Weimar/Erfurt | Thüringens Ministerpräsident Bodo Ramelow (Linke) will sich von Morddrohungen im Zusammenhang mit der Asyldebatte nicht einschüchtern lassen. „Ich lasse mich nicht beeindrucken“, sagte der 59-Jährige am Montag. „Ich will es aber auch nicht einfach runterschlucken.“ Seine Sicherheitsvorkehrungen seien verstärkt worden.

Ramelow hat im Zusammenhang mit der Diskussion über die Unterbringung von Flüchtlingen drei Morddrohungen bekommen. Erst in der vergangenen Woche gab es Morddrohungen gegen Politiker - damals  in Sachsen-Anhalt. Landrat Götz Ulrich und der ehemalige Bürgermeister von Tröglitz, Markus Nierth, setzen sich dafür ein, dass trotz des Brandanschlages Flüchtlinge in dem Ort im Burgenlandkreis untergebracht werden.

Bundesjustizminister Heiko Maas (SPD) bezeichnete Gewaltandrohungen und Beleidigungen gegen Politiker als absolut inakzeptabel. „Es darf nicht sein, dass Menschen Angst um sich und ihre Familien haben müssen, weil sie sich für Flüchtlinge einsetzen.“ Hassmails und Shitstorms seien keine Grundlage für einen Dialog.

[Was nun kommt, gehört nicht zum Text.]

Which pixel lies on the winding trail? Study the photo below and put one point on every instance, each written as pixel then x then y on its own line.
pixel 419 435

Ramelow gab an, per Brief, Mail und über Facebook drei Morddrohungen erhalten zu haben. „Der sprachliche Bezug zur Flüchtlingsdebatte ist eindeutig“. Es sei auffällig, dass die Zahl der Beschimpfungen über soziale Netzwerke immer dann steige, wenn es um Flüchtlingsunterkünfte gehe. Zuerst hatte die „Thüringische Landeszeitung“ über die Drohungen gegen ihn berichtet.

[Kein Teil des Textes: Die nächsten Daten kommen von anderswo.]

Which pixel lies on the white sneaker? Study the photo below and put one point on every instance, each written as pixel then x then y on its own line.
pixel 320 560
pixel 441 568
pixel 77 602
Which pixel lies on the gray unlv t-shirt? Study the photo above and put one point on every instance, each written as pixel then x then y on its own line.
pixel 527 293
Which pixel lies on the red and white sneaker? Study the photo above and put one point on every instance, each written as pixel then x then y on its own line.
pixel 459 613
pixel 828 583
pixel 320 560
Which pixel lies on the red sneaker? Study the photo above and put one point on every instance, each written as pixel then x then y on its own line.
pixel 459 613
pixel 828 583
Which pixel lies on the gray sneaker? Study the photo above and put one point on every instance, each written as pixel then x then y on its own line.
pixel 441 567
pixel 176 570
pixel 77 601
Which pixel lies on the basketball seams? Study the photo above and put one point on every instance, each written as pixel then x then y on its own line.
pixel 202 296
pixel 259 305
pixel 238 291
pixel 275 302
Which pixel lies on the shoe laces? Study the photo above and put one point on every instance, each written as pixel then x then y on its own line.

Die rot-rot-grüne Regierung in Erfurt hatte als eine ihrer ersten Amtshandlungen einen Winterabschiebestopp für Flüchtlinge erlassen. Thüringen verfügt bisher über zwei Erstaufnahmeeinrichtungen in Eisenberg und in Suhl, in denen gegenwärtig rund 1500 Flüchtlinge untergebracht sind. Derzeit wird ein Standort für eine dritte Erstaufnahmeeinrichtung für Flüchtlinge gesucht - im Gespräch dafür ist eine ehemalige Bundeswehrkaserne in Mühlhausen. Noch vor der in dieser Woche erwarteten Entscheidung gab es dagegen Proteste.

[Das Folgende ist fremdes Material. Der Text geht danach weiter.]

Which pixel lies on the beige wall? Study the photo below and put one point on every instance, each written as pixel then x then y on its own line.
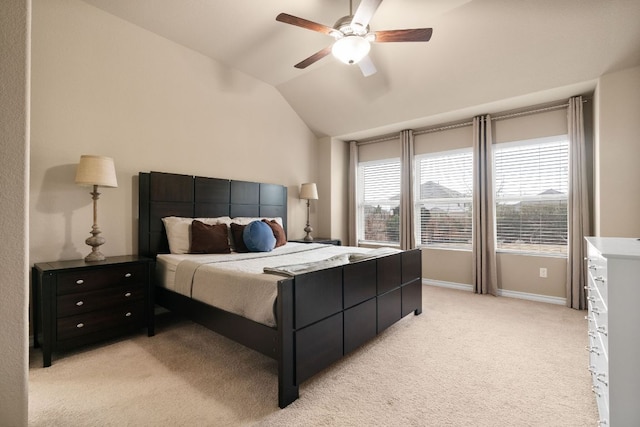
pixel 617 154
pixel 104 86
pixel 14 179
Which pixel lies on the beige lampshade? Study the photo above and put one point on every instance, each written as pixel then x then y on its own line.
pixel 96 170
pixel 308 191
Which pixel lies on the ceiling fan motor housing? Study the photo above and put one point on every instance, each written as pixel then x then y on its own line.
pixel 345 27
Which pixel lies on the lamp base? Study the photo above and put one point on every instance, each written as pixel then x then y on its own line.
pixel 95 255
pixel 95 241
pixel 308 230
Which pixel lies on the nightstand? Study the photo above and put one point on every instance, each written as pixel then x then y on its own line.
pixel 78 303
pixel 325 240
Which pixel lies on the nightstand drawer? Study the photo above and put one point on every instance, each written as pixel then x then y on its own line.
pixel 91 279
pixel 73 304
pixel 86 323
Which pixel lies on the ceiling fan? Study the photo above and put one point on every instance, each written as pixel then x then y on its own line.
pixel 353 36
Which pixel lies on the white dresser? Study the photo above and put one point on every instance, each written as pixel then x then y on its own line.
pixel 613 293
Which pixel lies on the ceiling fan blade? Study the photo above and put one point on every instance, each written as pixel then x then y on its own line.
pixel 411 35
pixel 300 22
pixel 366 66
pixel 313 58
pixel 365 11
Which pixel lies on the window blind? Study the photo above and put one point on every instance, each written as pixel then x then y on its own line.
pixel 531 186
pixel 379 201
pixel 444 199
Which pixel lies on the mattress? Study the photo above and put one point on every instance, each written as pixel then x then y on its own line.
pixel 238 283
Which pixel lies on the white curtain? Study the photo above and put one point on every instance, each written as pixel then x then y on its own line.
pixel 407 235
pixel 353 202
pixel 578 207
pixel 485 277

Auch der Sprecher des brandenburgischen Innenministeriums sagte, im Zusammenhang mit der Debatte um die Asylpolitik gebe es wieder mehr anonyme Drohschreiben an Mitglieder der Landesregierung und Landtagsabgeordnete. „Es sind meist Maulhelden und Feiglinge, die sich unter dem Deckmantel der Anonymität äußern“, sagte Ingo Decker. Die Schreiben seien meist wirren Inhalts, Morddrohungen seien derzeit nicht bekannt. Jede Drohung werde aber ernst genommen.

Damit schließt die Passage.